The object type provides managed file and folder storage for DataJoint pipelines. Unlike attach@store and filepath@store which reference named stores, the object type uses a unified storage backend configured at the pipeline level.
The object type supports both files and folders:
- Files: Copied to storage at insert time, accessed via handle on fetch
- Folders: Entire directory trees stored as a unit (e.g., Zarr arrays)
- Staged inserts: Write directly to storage for large objects
- Unified storage: One storage backend per pipeline (local filesystem or cloud)
- No hidden tables: Metadata stored inline as JSON (simpler than
attach@store) - fsspec integration: Direct access for Zarr, xarray, and other array libraries
- Immutable objects: Content cannot be modified after insert
Configure object storage in datajoint.json:
{
"object_storage": {
"project_name": "my_project",
"protocol": "s3",
"bucket": "my-bucket",
"location": "my_project",
"endpoint": "s3.amazonaws.com"
}
}For local filesystem storage:
{
"object_storage": {
"project_name": "my_project",
"protocol": "file",
"location": "/data/my_project"
}
}| Setting | Required | Description |
|---|---|---|
project_name |
Yes | Unique project identifier |
protocol |
Yes | Storage backend: file, s3, gcs, azure |
location |
Yes | Base path or bucket prefix |
bucket |
For cloud | Bucket name (S3, GCS, Azure) |
endpoint |
For S3 | S3 endpoint URL |
partition_pattern |
No | Path pattern with {attribute} placeholders |
token_length |
No | Random suffix length (default: 8, range: 4-16) |
Settings can be overridden via environment variables:
DJ_OBJECT_STORAGE_PROTOCOL=s3
DJ_OBJECT_STORAGE_BUCKET=my-bucket
DJ_OBJECT_STORAGE_LOCATION=my_projectDefine an object attribute in your table:
@schema
class Recording(dj.Manual):
definition = """
subject_id : int
session_id : int
---
raw_data : object # managed file storage
processed : object # another object attribute
"""Note: No @store suffix needed—storage is determined by pipeline configuration.

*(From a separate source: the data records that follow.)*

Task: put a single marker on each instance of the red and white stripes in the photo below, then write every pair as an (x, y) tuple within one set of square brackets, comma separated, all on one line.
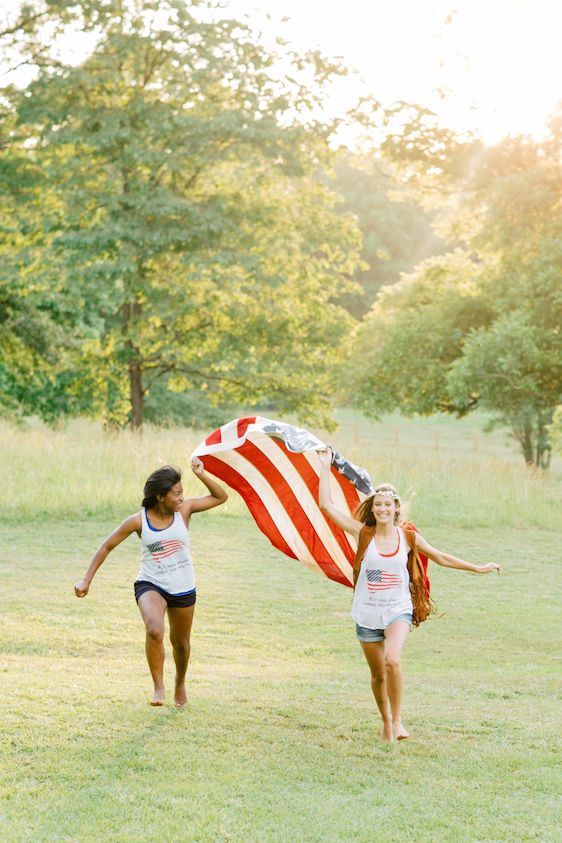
[(280, 488)]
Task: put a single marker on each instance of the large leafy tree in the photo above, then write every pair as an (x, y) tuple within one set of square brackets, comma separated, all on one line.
[(188, 235), (396, 230), (481, 326)]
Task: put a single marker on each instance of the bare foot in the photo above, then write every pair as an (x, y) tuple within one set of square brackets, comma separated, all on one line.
[(180, 695), (400, 732), (158, 696)]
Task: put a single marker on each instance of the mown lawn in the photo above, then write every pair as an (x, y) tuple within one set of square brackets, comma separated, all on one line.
[(279, 741)]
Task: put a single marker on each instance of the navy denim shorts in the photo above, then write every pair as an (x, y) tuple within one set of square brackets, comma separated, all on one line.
[(174, 601), (365, 634)]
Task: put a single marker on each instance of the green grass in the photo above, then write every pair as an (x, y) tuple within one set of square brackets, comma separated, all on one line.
[(279, 742)]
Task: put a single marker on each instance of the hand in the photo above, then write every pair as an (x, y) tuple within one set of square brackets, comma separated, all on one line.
[(325, 457), (197, 467), (81, 588), (491, 566)]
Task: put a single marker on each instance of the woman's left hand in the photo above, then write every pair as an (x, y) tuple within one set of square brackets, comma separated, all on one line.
[(197, 467), (491, 566)]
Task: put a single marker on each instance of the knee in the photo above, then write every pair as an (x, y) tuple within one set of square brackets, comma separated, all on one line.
[(378, 677), (392, 664), (155, 631), (181, 646)]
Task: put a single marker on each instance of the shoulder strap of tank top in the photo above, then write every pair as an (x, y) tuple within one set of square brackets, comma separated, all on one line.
[(366, 533)]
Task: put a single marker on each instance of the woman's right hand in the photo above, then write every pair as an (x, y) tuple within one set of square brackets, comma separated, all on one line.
[(325, 457), (81, 588)]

Insert a file by providing its path:
Recording.insert1({
"subject_id": 123,
"session_id": 45,
"raw_data": "/local/path/to/recording.dat"
})The file is copied to object storage and the path is stored as JSON metadata.

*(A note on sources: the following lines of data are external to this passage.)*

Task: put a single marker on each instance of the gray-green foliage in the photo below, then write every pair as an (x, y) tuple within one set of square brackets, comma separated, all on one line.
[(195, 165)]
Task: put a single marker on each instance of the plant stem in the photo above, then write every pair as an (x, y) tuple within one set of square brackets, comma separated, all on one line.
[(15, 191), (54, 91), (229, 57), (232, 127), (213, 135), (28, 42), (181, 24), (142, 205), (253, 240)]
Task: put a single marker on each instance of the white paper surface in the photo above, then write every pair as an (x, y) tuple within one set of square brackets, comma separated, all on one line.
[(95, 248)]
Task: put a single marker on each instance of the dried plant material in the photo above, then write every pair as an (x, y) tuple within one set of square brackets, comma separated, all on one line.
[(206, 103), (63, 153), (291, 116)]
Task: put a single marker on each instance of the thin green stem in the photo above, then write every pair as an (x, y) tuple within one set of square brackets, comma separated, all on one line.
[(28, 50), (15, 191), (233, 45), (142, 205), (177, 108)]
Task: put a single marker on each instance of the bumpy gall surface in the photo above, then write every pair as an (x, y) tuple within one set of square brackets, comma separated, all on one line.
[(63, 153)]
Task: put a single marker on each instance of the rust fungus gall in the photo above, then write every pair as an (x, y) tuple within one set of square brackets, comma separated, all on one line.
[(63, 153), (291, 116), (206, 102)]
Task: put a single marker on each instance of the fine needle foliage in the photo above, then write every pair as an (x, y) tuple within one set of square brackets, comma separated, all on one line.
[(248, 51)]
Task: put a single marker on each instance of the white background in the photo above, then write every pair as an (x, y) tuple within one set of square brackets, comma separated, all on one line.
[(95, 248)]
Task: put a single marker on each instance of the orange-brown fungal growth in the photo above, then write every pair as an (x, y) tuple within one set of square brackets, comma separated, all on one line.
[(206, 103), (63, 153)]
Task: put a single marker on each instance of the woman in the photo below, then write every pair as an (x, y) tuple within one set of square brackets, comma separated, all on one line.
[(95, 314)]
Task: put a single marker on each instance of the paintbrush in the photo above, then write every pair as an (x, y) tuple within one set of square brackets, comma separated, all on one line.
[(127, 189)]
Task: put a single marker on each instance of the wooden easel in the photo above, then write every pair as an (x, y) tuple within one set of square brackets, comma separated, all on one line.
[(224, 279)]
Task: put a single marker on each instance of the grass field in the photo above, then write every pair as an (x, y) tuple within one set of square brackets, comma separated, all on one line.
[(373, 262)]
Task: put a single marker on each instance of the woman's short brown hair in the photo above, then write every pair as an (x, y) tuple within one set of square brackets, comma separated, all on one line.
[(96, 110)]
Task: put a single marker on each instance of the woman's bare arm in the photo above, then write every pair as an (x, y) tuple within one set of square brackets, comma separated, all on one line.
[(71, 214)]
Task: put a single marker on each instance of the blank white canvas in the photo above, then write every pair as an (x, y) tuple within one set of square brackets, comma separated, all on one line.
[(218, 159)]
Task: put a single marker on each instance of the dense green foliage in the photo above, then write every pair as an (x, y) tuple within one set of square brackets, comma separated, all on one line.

Insert an entire directory:
Recording.insert1({
"subject_id": 123,
"session_id": 45,
"raw_data": "/local/path/to/data_folder/"

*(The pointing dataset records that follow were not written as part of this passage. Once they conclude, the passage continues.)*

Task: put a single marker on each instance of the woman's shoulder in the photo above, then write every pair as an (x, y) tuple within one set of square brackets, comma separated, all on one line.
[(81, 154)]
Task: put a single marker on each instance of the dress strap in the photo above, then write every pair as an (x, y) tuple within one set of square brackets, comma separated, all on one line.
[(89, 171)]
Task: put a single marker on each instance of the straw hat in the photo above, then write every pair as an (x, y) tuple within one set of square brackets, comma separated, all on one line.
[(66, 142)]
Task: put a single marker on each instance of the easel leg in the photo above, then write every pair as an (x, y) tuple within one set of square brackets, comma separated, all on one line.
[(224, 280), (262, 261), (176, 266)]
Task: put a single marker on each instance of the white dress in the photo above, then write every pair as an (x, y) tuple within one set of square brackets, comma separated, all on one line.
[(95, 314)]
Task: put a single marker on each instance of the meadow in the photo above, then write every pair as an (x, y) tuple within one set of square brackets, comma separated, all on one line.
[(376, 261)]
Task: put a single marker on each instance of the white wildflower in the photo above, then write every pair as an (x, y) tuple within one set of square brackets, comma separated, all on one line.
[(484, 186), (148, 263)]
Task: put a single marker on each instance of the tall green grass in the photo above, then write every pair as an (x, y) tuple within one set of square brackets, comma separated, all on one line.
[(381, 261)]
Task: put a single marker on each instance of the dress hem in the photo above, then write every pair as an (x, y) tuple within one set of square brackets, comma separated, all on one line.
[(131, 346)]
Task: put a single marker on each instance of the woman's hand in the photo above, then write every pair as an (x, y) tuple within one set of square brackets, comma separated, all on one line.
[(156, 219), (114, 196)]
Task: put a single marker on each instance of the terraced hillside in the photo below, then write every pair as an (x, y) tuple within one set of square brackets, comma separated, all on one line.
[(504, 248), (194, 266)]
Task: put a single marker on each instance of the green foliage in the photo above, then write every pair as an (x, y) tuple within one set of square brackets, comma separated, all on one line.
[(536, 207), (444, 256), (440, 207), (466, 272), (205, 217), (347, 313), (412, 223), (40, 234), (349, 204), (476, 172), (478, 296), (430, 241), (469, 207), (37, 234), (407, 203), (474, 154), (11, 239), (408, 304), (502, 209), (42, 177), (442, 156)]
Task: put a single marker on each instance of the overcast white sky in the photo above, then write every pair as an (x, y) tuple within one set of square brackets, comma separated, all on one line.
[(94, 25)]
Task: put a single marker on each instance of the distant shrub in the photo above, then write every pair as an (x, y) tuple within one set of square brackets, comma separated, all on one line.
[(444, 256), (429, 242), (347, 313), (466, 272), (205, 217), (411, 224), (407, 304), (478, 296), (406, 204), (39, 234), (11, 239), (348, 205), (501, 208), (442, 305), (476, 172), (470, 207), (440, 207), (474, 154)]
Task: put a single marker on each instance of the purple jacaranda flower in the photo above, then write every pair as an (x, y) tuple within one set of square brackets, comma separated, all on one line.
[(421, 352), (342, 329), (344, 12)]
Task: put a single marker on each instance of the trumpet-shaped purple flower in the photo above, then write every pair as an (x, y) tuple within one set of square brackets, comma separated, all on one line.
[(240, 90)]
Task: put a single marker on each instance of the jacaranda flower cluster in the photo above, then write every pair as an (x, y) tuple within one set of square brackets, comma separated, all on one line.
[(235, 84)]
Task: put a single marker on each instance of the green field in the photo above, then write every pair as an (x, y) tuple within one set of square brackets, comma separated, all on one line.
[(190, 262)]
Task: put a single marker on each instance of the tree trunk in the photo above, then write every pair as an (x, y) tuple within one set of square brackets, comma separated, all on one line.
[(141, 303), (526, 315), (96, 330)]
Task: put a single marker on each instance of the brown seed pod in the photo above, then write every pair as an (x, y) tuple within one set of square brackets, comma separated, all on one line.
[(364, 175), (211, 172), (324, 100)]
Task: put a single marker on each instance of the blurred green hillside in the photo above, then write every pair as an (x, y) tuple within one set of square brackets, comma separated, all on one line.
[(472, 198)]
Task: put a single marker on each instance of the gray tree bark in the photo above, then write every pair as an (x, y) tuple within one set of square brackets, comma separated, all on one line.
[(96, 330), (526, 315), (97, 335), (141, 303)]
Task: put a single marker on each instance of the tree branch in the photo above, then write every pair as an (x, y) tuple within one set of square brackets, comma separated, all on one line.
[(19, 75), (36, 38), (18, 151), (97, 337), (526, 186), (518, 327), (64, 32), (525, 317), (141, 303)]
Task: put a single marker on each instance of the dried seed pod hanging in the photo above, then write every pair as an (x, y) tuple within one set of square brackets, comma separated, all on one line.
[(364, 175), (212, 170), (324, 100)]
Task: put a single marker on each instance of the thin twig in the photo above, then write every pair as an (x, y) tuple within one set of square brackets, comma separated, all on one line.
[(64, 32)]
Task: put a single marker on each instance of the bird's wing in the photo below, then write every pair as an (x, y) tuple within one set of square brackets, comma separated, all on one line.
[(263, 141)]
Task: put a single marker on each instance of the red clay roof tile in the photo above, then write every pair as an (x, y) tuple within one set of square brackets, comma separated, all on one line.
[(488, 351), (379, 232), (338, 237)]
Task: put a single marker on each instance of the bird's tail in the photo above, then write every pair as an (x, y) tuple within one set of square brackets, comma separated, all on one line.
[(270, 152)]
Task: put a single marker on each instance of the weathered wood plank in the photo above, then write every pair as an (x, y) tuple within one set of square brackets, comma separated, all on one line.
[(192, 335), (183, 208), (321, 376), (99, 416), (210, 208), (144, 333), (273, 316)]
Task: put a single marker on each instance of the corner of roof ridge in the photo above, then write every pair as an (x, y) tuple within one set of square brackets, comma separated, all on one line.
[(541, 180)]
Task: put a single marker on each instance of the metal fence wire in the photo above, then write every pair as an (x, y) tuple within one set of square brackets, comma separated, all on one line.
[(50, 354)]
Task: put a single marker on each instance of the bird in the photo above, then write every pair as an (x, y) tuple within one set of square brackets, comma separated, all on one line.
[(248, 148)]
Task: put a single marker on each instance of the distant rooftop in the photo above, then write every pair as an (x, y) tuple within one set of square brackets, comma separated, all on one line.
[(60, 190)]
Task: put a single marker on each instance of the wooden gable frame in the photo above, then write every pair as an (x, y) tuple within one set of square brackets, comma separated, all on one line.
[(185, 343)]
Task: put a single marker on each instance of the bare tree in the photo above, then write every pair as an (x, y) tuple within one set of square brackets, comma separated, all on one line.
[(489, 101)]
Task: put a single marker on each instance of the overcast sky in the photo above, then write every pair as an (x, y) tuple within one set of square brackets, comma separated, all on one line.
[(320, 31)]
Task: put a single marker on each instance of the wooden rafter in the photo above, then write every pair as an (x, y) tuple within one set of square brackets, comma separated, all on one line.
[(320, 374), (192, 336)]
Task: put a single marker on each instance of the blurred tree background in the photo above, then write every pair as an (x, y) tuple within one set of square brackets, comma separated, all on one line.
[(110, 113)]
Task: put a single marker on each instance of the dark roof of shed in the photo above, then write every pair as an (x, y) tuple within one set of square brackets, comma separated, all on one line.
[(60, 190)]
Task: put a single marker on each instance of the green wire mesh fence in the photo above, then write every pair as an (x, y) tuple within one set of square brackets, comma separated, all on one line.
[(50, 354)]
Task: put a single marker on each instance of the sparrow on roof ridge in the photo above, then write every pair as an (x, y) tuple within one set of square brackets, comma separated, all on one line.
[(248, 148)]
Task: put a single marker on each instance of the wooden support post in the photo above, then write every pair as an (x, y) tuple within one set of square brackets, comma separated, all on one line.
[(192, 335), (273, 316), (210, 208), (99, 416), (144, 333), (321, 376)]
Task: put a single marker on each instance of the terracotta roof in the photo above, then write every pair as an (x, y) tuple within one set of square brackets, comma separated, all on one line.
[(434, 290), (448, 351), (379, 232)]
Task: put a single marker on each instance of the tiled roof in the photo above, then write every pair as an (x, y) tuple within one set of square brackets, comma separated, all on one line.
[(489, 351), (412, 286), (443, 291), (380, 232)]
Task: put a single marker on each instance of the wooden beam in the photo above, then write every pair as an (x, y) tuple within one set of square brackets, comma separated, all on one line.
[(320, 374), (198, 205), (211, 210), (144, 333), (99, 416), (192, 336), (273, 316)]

})Insert from a file-like object with explicit extension:
with open("/local/path/data.bin", "rb") as f:
Recording.insert1({
"subject_id": 123,
"session_id": 45,
"raw_data": (".bin", f)
})For large objects like Zarr arrays, use staged insert to write directly to storage without a local copy:
import zarr
with Recording.staged_insert1 as staged:
# Set primary key values first
staged.rec['subject_id'] = 123
staged.rec['session_id'] = 45
# Create Zarr array directly in object storage
z = zarr.open(staged.store('raw_data', '.zarr'), mode='w', shape=(10000, 10000))
z[:] = compute_large_array()
# Assign to record
staged.rec['raw_data'] = z
# On successful exit: metadata computed, record inserted
# On exception: storage cleaned up, no record insertedThe staged_insert1 context manager provides:
staged.rec: Dict for setting attribute valuesstaged.store(field, ext): Returnsfsspec.FSMapfor Zarr/xarraystaged.open(field, ext, mode): Returns file handle for writingstaged.fs: Direct fsspec filesystem access
Fetching an object attribute returns an ObjectRef handle:
record = Recording.fetch1()
obj = record["raw_data"]
# Access metadata (no I/O)
print(obj.path) # Storage path
print(obj.size) # Size in bytes
print(obj.ext) # File extension (e.g., ".dat")
print(obj.is_dir) # True if folder# Read entire file as bytes
content = obj.read()
# Open as file object
with obj.open() as f:
data = f.read()# List contents
contents = obj.listdir()
# Walk directory tree
for root, dirs, files in obj.walk():
print(root, files)
# Open specific file in folder
with obj.open("subdir/file.dat") as f:
data = f.read()Download to local filesystem:
# Download entire object
local_path = obj.download("/local/destination/")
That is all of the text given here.